Note that all the following statistical terms apply only to numerical variables, except the distribution which can exist for both numerical and categorical variables.

A.1.1 Mean

The mean is the most commonly reported measure of center. It is commonly called the average though this term can be a little ambiguous. The mean is the sum of all of the data elements divided by how many elements there are. If we have \(n\) data points, the mean is given by:

\[Mean = \frac{x_1 + x_2 + \cdots + x_n}{n}\]

A.1.2 Median

The median is calculated by first sorting a variable’s data from smallest to largest. After sorting the data, the middle element in the list is the median.
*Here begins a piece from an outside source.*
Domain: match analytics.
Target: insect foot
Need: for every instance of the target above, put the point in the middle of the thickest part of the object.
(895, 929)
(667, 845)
If the middle falls between two values, then the median is the mean of those two middle values.

A.1.3 Standard deviation

We will next discuss the standard deviation (\(sd\)) of a variable. The formula can be a little intimidating at first but it is important to remember that it is essentially a measure of how far we expect a given data value will be from its mean:

\[sd = \sqrt{\frac{(x_1 - Mean)^2 + (x_2 - Mean)^2 + \cdots + (x_n - Mean)^2}{n - 1}}\]

A.1.4 Five-number summary

The five-number summary consists of five summary statistics: the minimum, the first quantile AKA 25th percentile, the second quantile AKA median or 50th percentile, the third quantile AKA 75th, and the maximum. The five-number summary of a variable is used when constructing boxplots, as seen in Section 2.7.

The quantiles are calculated as

  • first quantile (\(Q_1\)): the median of the first half of the sorted data
  • third quantile (\(Q_3\)): the median of the second half of the sorted data

The interquartile range (IQR) is defined as \(Q_3 - Q_1\) and is a measure of how spread out the middle 50% of values are. The IQR corresponds to the length of the box in a boxplot.
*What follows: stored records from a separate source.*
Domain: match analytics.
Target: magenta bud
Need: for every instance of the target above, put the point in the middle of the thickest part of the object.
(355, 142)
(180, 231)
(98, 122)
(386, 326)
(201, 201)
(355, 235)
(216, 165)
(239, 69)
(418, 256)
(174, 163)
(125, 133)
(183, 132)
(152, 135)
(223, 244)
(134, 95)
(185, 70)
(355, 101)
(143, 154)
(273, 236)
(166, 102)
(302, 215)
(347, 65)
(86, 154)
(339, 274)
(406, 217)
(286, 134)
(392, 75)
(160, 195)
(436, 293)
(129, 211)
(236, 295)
The median and the IQR are not influenced by the presence of outliers in the ways that the mean and standard deviation are. They are, thus, recommended for skewed datasets. We say in this case that the median and IQR are more robust to outliers.

A.1.5 Distribution

The distribution of a variable shows how frequently different values of a variable occur. Looking at the visualization of a distribution can show where the values are centered, show how the values vary, and give some information about where a typical value might fall. It can also alert you to the presence of outliers.

Recall from Chapter 2 that we can visualize the distribution of a numerical variable using binning in a histogram and that we can visualize the distribution of a categorical variable using a barplot.

A.1.6 Outliers

Outliers correspond to values in the dataset that fall far outside the range of “ordinary” values. In the context of a boxplot, by default they correspond to values below \(Q_1 - (1.5 \cdot IQR)\) or above \(Q_3 + (1.5 \cdot IQR)\).